Ao lado, Dulcelina Furtado foi votar porque, disse, “votar é uma lei”, para mostrar que é “uma cidadã cabo-verdiana”.
Em outra das três mesas da escola, Francisco Tavares também votou cedo, porque é algo que ninguém pode fazer por ele.
“Cada um escolhe à sua maneira, eu já fiz a minha escolha, os outros podem fazer a sua também”, disse à Lusa o cidadão cabo-verdiano que diz que sempre votou.
Da mesma forma, Samira Pereira exerce o seu direito “pelo melhor do país”.
“É simples, é fácil e é bonito”, rematou, antes de sair do recinto da escola, onde as filas começavam a crescer à medida que a manhã avançava.
As eleições de hoje vão decorrer em cerca de mil mesas de voto nas ilhas, onde estarão abertas até às 18:00 (20:00 em Lisboa), enquanto junto da diáspora haverá mais de 200 com o seu próprio horário – só em Portugal serão 84 mesas.
São chamados às urnas 344.284 inscritos no arquipélago e 72.051 no estrangeiro.
Em comparação com as últimas legislativas, em 2021, há um crescimento de 6%, mais expressivo junto da diáspora.
Na sexta-feira, o Presidente cabo-verdiano, José Maria Neves, apelou à participação nas eleições, considerando que “a abstenção fragiliza a democracia”.
Nas legislativas de 2016 a abstenção foi de 34%, crescendo para 42% em 2021, durante um período de restrições devido à pandemia de covid-19.
A ilha de Santiago, que inclui a capital, Praia, elege 33 dos 72 deputados e é a única onde há dois círculos eleitorais.
As restantes oito ilhas (cada uma corresponde a um círculo) elegem outros 33 deputados e os três círculos no estrangeiro escolhem seis deputados.
A votação no arquipélago será acompanhada por cerca de 200 observadores internacionais.
Depois do fecho das urnas, a Direção-Geral de Apoio ao Processo Eleitoral (DGAPE) tem um portal para divulgação dos resultados provisórios, à medida que os votos forem contados, no endereço eleicoes.cv na Internet, a partir das 19:00 de Cabo Verde (21:00 em Lisboa).
O Movimento para a Democracia (MpD, no poder desde 2016) e o Partido Africano da Independência de Cabo Verde (PAICV) têm-se alternado na liderança do país, sempre com maiorias absolutas na Assembleia Nacional, desde as primeiras eleições livres, em 1991.

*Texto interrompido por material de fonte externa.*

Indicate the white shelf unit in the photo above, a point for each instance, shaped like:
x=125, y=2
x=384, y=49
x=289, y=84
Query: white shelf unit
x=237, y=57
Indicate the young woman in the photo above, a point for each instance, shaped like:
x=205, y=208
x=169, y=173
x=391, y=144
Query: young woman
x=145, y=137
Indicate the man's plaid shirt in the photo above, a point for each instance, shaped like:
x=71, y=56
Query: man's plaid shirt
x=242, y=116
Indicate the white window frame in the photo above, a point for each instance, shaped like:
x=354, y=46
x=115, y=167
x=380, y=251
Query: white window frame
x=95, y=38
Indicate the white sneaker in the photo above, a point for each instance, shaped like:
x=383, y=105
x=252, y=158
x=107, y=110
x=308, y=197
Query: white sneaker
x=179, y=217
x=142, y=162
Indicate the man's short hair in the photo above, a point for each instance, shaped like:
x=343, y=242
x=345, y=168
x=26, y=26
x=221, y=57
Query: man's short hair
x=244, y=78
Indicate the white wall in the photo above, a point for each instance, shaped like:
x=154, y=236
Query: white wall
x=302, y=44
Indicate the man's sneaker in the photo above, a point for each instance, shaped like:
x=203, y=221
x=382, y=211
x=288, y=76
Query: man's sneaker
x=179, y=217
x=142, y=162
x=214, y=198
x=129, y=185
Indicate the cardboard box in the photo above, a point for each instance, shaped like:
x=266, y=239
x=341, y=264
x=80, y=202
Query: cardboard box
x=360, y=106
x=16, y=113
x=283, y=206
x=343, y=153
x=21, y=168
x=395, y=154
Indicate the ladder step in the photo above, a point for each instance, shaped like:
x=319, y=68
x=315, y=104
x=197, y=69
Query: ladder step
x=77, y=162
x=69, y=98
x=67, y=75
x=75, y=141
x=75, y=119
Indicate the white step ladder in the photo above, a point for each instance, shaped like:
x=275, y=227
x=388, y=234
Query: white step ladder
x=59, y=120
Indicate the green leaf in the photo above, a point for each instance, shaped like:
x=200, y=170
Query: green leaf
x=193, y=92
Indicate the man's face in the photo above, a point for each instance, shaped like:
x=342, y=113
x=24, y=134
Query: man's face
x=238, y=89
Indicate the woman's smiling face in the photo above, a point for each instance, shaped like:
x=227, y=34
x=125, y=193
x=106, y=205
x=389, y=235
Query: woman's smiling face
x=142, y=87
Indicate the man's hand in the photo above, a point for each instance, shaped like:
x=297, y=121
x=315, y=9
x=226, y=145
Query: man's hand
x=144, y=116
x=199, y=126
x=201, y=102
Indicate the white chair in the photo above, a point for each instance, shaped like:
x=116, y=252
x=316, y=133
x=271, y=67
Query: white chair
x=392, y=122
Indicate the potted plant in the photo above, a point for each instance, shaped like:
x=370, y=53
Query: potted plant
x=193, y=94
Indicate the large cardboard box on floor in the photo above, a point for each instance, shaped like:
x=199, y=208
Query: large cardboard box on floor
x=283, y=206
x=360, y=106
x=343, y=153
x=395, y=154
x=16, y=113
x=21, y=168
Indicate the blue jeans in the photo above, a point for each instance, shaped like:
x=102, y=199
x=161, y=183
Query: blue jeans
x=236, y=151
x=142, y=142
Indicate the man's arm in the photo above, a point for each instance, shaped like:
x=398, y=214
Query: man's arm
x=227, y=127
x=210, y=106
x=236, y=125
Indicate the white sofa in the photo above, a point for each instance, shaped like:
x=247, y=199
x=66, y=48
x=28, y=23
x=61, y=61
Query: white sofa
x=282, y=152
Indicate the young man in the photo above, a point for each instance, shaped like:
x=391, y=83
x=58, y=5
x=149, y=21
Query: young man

Para estas eleições, os dois partidos apresentaram listas nos 13 círculos eleitorais.
A União Cabo-verdiana Independente e Democrática (UCID), terceira força parlamentar, concorre em 10 círculos, ficando de fora nas ilhas Brava, do Maio e da Boa Vista.
O Partido Popular (PP) e o partido Pessoas, Trabalho e Solidariedade (PTS), sem representação parlamentar, concorrem, cada qual, em seis círculos.